Watch the trailer of the classic lesbian movie, Desert Hearts (1985), adapted from Jane Rule’s novel
“Always historicize!” Fredric Jameson insists. And so it is important, in some ineffable way that is nonetheless of significance, that I was there, yesterday, in the South End Hall, on Galiano Island, for the Jane Rule Memorial. The event was singular. That memorial, on that day, in that place. Discourses of mobility and virtuality seem to shift our logic of location, and of being, such that the material seems to vanish into thin air — logos becoming code. And yet, I was there. Time and place coincided in only one set of coordinates.
The hall was cold and damp. It was full to the rafters. Mostly Galiano islanders had come that day to the Hall that hosts so many Island events, to commemorate the life of just one of its celebrated citizens, Jane Vance Rule.
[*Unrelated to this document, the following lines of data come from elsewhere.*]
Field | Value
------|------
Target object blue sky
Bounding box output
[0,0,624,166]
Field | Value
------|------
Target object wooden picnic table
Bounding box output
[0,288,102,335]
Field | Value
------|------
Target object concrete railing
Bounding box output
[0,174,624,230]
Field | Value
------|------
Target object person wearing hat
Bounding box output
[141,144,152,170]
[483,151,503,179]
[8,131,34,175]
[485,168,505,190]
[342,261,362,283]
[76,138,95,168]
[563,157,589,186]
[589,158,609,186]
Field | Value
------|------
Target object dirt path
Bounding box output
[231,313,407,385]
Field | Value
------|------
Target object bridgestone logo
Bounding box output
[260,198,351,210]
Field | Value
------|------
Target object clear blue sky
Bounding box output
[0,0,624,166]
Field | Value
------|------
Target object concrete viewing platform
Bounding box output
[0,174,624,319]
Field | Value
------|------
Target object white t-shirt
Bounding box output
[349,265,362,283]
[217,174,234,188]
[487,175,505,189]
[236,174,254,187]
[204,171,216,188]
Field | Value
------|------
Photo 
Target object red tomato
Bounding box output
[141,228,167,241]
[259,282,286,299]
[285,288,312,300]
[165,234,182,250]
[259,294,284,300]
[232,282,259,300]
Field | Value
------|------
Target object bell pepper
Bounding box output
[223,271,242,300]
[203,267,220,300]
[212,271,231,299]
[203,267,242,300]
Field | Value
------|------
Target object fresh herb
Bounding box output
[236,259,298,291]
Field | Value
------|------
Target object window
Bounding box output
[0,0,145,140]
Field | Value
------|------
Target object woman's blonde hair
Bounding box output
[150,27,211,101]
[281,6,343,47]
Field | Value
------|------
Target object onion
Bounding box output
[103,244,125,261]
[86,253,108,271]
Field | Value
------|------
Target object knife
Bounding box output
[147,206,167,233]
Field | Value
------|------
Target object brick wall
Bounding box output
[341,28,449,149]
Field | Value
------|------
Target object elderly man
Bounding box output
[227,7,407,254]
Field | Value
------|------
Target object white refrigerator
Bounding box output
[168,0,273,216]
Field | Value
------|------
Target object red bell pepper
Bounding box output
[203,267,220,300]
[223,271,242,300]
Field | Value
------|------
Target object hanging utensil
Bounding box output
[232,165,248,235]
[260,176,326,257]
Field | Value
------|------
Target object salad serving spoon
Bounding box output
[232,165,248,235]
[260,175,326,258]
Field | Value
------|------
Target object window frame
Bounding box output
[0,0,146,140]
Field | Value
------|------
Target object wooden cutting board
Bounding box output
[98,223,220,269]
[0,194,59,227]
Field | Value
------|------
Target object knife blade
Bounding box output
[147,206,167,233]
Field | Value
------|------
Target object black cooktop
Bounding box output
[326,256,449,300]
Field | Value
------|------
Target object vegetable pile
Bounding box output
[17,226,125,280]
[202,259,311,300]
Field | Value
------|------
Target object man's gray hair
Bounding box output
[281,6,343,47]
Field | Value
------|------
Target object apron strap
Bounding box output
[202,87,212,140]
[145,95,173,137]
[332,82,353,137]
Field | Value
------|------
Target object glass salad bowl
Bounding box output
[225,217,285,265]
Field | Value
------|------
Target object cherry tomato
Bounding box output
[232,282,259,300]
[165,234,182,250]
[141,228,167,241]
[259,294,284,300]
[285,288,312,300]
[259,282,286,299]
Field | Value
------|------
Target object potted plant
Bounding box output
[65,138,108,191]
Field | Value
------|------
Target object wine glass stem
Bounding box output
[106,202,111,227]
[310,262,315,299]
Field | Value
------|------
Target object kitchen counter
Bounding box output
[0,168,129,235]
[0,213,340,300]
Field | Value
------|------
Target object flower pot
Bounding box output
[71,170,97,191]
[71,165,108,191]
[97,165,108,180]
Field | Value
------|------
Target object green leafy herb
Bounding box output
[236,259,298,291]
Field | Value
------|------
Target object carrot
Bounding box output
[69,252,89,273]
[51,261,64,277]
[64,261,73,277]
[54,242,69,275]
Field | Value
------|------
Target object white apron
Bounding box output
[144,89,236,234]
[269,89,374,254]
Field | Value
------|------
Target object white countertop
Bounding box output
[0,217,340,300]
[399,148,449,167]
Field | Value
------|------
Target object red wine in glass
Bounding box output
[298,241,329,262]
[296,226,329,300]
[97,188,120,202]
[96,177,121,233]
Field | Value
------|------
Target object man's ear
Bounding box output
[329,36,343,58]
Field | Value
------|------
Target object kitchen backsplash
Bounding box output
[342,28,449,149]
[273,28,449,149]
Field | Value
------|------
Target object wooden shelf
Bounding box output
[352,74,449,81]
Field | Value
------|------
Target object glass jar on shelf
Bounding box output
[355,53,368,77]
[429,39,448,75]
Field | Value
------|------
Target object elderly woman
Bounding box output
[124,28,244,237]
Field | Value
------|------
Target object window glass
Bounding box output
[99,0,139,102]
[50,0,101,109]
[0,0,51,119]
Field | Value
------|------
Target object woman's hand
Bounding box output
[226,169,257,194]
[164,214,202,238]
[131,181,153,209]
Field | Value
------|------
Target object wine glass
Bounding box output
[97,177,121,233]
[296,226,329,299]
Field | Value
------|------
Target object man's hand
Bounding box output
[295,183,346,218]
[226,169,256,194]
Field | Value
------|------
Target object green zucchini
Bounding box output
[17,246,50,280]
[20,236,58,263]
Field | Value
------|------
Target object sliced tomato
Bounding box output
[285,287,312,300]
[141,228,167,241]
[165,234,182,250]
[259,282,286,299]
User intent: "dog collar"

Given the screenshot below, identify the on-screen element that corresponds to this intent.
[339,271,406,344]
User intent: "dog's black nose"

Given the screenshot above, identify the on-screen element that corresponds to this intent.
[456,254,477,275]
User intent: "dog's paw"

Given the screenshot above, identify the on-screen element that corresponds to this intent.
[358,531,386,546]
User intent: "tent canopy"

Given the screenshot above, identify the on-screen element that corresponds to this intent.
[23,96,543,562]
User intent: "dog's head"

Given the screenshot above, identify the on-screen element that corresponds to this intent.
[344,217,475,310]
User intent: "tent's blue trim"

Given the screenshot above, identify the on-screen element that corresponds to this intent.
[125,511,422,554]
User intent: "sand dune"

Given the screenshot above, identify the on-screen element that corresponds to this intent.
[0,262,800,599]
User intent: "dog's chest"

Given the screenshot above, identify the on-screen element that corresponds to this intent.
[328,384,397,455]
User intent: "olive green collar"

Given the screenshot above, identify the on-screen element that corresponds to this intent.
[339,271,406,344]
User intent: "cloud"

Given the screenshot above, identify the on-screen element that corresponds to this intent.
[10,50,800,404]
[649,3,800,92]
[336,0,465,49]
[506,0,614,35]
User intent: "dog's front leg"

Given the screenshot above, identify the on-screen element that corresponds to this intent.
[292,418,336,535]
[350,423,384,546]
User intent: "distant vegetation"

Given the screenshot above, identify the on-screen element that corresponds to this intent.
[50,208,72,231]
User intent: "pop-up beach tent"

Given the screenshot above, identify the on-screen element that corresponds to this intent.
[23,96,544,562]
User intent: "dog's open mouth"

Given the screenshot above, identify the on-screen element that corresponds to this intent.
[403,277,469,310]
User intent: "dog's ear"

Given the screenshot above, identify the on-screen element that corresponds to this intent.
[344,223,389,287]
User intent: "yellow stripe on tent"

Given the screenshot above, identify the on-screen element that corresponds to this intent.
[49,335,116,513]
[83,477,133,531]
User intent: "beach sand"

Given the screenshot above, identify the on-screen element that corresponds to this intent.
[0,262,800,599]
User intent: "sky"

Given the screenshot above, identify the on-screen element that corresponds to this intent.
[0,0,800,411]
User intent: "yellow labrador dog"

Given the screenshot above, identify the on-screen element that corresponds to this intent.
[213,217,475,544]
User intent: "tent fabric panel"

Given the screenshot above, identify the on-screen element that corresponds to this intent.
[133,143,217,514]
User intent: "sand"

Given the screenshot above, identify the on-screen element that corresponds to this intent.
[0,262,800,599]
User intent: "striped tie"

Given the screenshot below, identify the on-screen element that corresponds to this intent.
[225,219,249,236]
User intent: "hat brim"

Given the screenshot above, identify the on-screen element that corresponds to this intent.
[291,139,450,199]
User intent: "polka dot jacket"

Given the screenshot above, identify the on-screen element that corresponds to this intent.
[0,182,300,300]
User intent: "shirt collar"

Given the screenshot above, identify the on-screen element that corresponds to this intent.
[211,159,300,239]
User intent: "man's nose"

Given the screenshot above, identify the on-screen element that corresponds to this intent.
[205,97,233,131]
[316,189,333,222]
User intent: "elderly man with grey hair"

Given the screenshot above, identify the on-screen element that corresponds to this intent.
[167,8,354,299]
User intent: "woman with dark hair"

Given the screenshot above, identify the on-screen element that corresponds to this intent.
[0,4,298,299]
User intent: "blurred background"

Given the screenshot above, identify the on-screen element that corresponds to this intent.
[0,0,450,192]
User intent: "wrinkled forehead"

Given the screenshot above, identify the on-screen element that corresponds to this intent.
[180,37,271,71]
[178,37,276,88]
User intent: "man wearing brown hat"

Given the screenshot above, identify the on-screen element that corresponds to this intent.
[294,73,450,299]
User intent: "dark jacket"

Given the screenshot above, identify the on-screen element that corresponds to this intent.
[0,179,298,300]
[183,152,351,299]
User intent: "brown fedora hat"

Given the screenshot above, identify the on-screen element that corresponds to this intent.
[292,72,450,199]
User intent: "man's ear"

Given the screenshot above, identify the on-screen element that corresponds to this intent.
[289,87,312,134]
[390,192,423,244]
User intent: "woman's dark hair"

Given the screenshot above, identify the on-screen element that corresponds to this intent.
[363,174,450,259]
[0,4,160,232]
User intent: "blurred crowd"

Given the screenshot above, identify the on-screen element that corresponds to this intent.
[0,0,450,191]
In case you don’t know Jane Rule, her writing is very important to many generations of queer folks the world over. Rule’s work opened up a symbolic imaginary for queer readers to see themselves mirrored in the pages of a novel where people lived lives, loved, worked, died and most importantly of all, existed with visibility and passion.
July 12th, islanders had packed the Hall, as they so often do, to participate and celebrate Jane Rule’s receipt of the Order of Canada, presented by the BC Lieutenant Governor, with pipers and Mountie in tow. And on that same day, I was, if you recall, at home, elsewhere, being taken care of by Sz, a friend who lives on Galiano, who had come to hold my hand while the visiting nurse removed the dreaded chest drain tubes. I couldn’t be on Galiano that warm summer day. I was, then, very much in the grip of breast cancer’s ferocious hold on my life.
And so yesterday, I had to be there, on Galiano, an island off the coast of Vancouver, that holds so many extraordinary memories of other times, other days, other lives. The people who rose to speak at the memorial talked not so much about the cultural and social and political significance of Jane Rule’s writing, but about an amazing gift of a life that touched others’ lives to the core. Jane Rule had invited them to live a better life, to reach for human relationships that seemed beyond their grasp, and to love fiercely and proudly. That is worth fighting for. That is why I travelled to Galiano yesterday; because I had to be there. Just being there, on Galiano, was worth fighting for, in much the same way that it is so very important to be there to carry on insisting, as Jane Rule did so very effectively, that a democractic life – a just public – is a public space, and a form of sociality, that values singularity. Your life, in that place, at that time; you had to be there.